Search code examples
azureazure-data-explorerkql

Kusto: union of intermediate result produced by expensive calculation


I have an expensive query which requires a lot of CPU & Memory to produce the result. However, the result data set contains only a limited number of rows.

let result = expensive_function()
    | summarize A=xxx, B=xxx by X, Y, Z;

I want to append another row further summarized from the result. For example, omit the Z column in the summarize keys, and set Z="ALL" for the result row.

result
| union (
    result
    | summarize A=XXX, B=XXX by X, Y
    | extend Z="ALL"
)

When this is executed, it seems Kusto will expand and execute the expensive_function() in parallel in the union operator, which results in twice CPU and Memory consumption.

I tried to add hint.concurrency=1 to the union operator, this will reduce the peak memory to be same as a single result query, however, the execution time will be doubled.
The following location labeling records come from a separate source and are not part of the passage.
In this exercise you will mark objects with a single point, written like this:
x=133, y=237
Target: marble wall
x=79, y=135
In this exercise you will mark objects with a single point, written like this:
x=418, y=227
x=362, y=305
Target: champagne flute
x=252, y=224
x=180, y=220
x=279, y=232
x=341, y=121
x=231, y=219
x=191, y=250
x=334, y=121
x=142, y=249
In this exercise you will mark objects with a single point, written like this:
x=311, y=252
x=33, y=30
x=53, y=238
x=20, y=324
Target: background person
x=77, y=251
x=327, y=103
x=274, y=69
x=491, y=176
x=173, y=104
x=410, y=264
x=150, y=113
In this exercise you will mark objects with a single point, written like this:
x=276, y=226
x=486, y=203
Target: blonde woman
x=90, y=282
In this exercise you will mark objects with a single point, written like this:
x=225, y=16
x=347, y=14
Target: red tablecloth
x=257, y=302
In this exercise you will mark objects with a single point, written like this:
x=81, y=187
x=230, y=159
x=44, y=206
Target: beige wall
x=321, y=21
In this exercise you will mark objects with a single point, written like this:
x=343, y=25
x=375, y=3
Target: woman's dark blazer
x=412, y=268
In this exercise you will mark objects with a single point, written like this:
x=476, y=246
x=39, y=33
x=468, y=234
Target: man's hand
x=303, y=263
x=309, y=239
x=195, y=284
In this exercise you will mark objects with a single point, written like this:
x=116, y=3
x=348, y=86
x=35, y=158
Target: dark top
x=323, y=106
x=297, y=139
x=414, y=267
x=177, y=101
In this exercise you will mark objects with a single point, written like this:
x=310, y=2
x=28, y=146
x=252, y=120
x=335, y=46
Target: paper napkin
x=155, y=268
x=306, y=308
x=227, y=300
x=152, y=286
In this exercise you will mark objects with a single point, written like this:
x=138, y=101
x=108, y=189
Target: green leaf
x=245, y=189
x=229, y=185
Can we give a hint to Kusto that we need to freeze the intermediate result, and all the followed query should operate on the frozen intermediate result rather than calculating all from source?


Solution

  • Use the materialize() function:

    let result = materialize(expensive_function()
        | summarize A=xxx, B=xxx by X, Y, Z);
    result
    | union (
        result
        | summarize A=XXX, B=XXX by X, Y
        | extend Z="ALL"
    )